The principles of availability are simple: medicines and diagnostics should follow the pathology. In other words, “Let’s move the drugs to where the patients are.” And the chief pricing policy would be, “Make sure the destitute sick have access.” The two statements could be the planks of a serious effort to reform current practices, if there were enough political will.

How do you assess the presidency of Jean-Bertrand Aristide, who was forced to leave office in 2003?

A student in Boston recently asked me if power had gone to Aristide’s head and I replied, “I don’t know. He’d have to have power first.” Aristide was elected twice by the overwhelming majority of Haitians, and his support came largely from the poor, also the majority. But he was overthrown by military and paramilitary bodies in both instances. So how can we assess his presidency? Over the past three years, we’ve learned just how little power he’s had. If a third party (the U.S. government) can block already-approved loans for health, water, education and road projects, how can one even talk about the Haitian government as sovereign and “in power”? Despite his lack of power he nonetheless disbanded the hated and costly military, built more schools than have been built in the past two centuries together, and provided freedom of speech, assembly and media.

You’ve said that "erasing history serves the interests of power." How is this true in Haiti?

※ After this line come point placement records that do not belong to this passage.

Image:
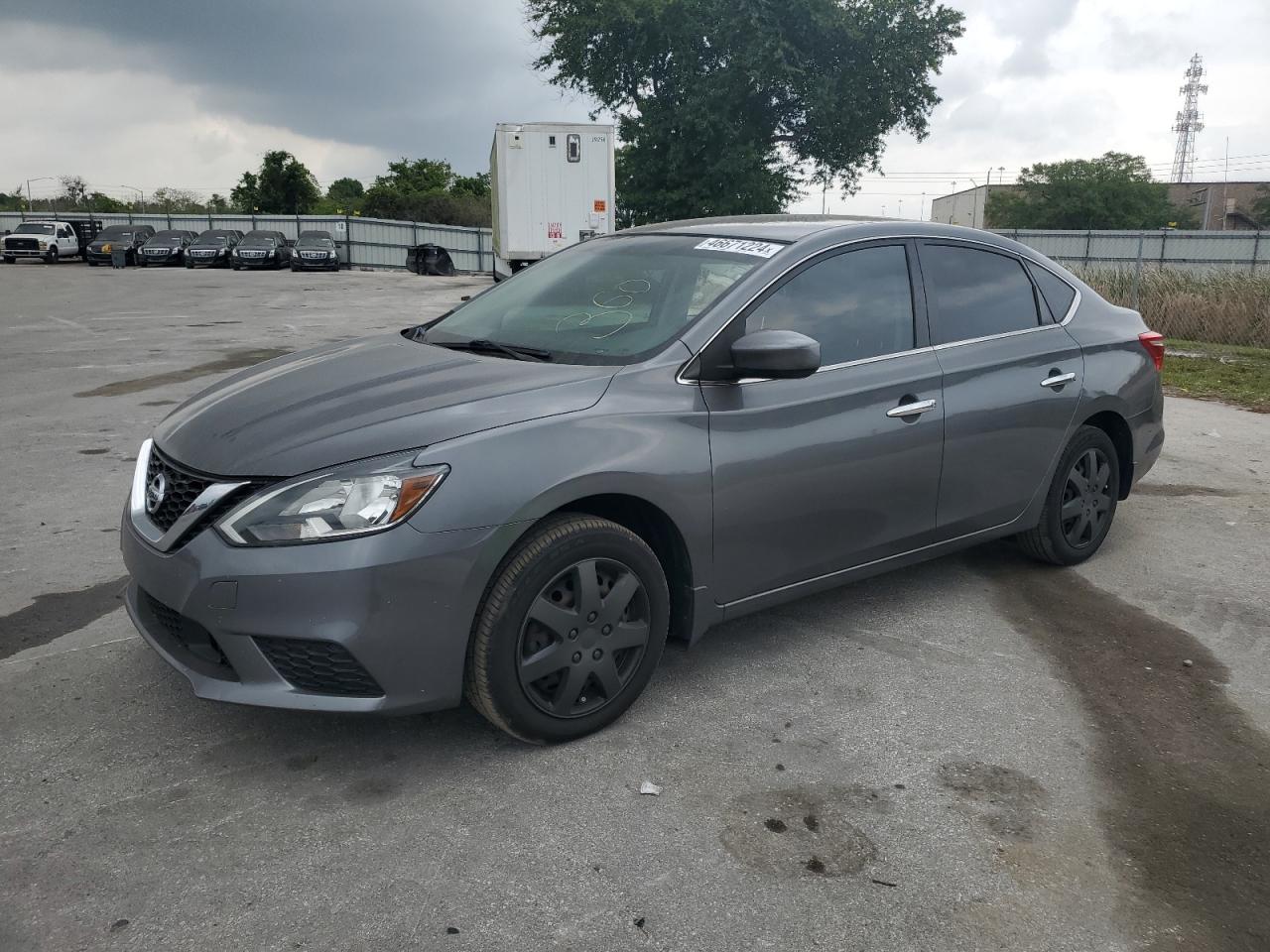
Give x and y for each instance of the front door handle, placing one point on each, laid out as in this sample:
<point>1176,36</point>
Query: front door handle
<point>913,409</point>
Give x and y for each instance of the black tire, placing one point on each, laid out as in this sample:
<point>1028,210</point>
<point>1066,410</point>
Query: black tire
<point>571,701</point>
<point>1080,503</point>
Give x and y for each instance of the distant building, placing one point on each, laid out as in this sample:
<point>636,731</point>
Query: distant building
<point>1216,203</point>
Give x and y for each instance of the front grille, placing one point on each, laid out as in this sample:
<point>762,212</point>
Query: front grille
<point>183,486</point>
<point>189,636</point>
<point>182,489</point>
<point>318,666</point>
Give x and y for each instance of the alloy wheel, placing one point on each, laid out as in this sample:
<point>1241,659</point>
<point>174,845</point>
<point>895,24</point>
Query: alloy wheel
<point>1087,500</point>
<point>583,638</point>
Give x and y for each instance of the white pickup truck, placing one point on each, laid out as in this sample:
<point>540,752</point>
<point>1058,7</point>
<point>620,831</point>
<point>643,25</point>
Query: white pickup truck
<point>49,240</point>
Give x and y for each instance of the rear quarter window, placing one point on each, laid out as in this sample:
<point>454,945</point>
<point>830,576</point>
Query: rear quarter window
<point>975,294</point>
<point>1056,293</point>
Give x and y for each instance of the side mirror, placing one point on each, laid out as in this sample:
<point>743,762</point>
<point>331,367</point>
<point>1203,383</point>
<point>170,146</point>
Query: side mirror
<point>784,354</point>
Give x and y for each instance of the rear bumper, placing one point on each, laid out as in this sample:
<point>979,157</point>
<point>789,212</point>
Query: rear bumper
<point>1148,436</point>
<point>397,607</point>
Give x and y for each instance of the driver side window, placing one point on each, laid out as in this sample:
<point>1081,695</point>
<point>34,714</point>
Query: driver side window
<point>856,304</point>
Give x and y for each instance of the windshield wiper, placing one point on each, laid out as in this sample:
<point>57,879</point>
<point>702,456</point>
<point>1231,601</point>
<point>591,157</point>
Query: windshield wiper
<point>480,345</point>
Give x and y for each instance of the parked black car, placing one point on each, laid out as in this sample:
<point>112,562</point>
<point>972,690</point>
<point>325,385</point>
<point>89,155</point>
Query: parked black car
<point>316,250</point>
<point>212,248</point>
<point>167,246</point>
<point>262,249</point>
<point>131,236</point>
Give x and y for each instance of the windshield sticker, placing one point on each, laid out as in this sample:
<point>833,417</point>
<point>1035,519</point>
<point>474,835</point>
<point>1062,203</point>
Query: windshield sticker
<point>740,246</point>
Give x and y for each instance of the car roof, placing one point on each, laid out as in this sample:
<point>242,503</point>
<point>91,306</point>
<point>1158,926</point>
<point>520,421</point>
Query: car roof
<point>824,230</point>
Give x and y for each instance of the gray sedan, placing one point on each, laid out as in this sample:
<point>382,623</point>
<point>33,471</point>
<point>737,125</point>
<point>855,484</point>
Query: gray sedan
<point>634,439</point>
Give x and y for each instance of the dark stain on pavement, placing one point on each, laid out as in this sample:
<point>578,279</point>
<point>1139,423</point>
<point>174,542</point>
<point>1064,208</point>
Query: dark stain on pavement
<point>1007,800</point>
<point>1180,489</point>
<point>816,830</point>
<point>1185,771</point>
<point>372,789</point>
<point>231,361</point>
<point>58,613</point>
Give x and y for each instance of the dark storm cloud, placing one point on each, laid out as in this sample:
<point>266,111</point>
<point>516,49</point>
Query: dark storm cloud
<point>417,79</point>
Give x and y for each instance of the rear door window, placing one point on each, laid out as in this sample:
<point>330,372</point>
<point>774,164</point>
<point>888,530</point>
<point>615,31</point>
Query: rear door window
<point>975,294</point>
<point>1057,295</point>
<point>856,304</point>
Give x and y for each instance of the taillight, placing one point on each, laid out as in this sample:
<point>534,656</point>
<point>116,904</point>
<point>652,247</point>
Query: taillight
<point>1155,344</point>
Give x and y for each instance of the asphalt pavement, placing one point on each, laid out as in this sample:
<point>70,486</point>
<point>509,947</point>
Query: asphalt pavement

That’s where I learned it. The current reporting on recent events has convinced me that this is more true than ever. As a physician in rural Haiti, where I see the disastrous results of forgetting history, I believe that every literate person of good will should at least try to counter the massive amount of propaganda coming from the powerful in Port-au-Prince and Washington. We should at least make it difficult to erase history.

What steps could the U.S. take in implementing an effective long-range policy for Haiti?

We could side with the right of the poor majority to elect the government of their choice. You know—one person, one vote. We could respect the right of the Haitians to follow the economic-development strategies of their choice. We should stop arming the Dominican border so heavily (this is a country with no external or internal enemies), since these arms are almost surely involved in the awful events of the recent past. Above all, we should reject our past policies as failures.

You’ve said that "when others write about people who live on the edge, who challenge their comfortable lives—and it has happened to me—they usually do it in a way that allows a reader a way out." Can you say more about that?

Every example of extreme commitment is usually accompanied with reassurances that such commitment reflects zealotry or some other pathology. I’m always trying to reassure my own students, for example, that they don’t have to go off and live in a slum to make a contribution to global health equity. So I allow them a way out. With those major figures who have made the ultimate sacrifice—from Dorothy Day to the Jesuits in El Salvador to Martin Luther King Jr. or even Nelson Mandela—there are always efforts to brand them as “a bit off.”

What or who led you to Haiti?

I followed the migrant farmworkers in the U.S.

You spend a good portion of your life on airplanes, flying around the world as an advocate for the sick in Peru, Russia and elsewhere. Your family is in France, and you practice medicine in both Boston and Haiti. How do you decide where to be on a given day?

I’d like to make it sound as if I have some careful formula with which I balance the relative merit of any decision. I don’t. And everywhere I go, I’m gone from somewhere else—that’s hard. But I do work with a great team, especially in Boston and Haiti, and some of us have been working together for two decades. That’s comforting. Also, the team is much bigger now. I’ll bet the medical director of PIH, Joia Mukherjee, outtraveled me this past year. If only we could clone her.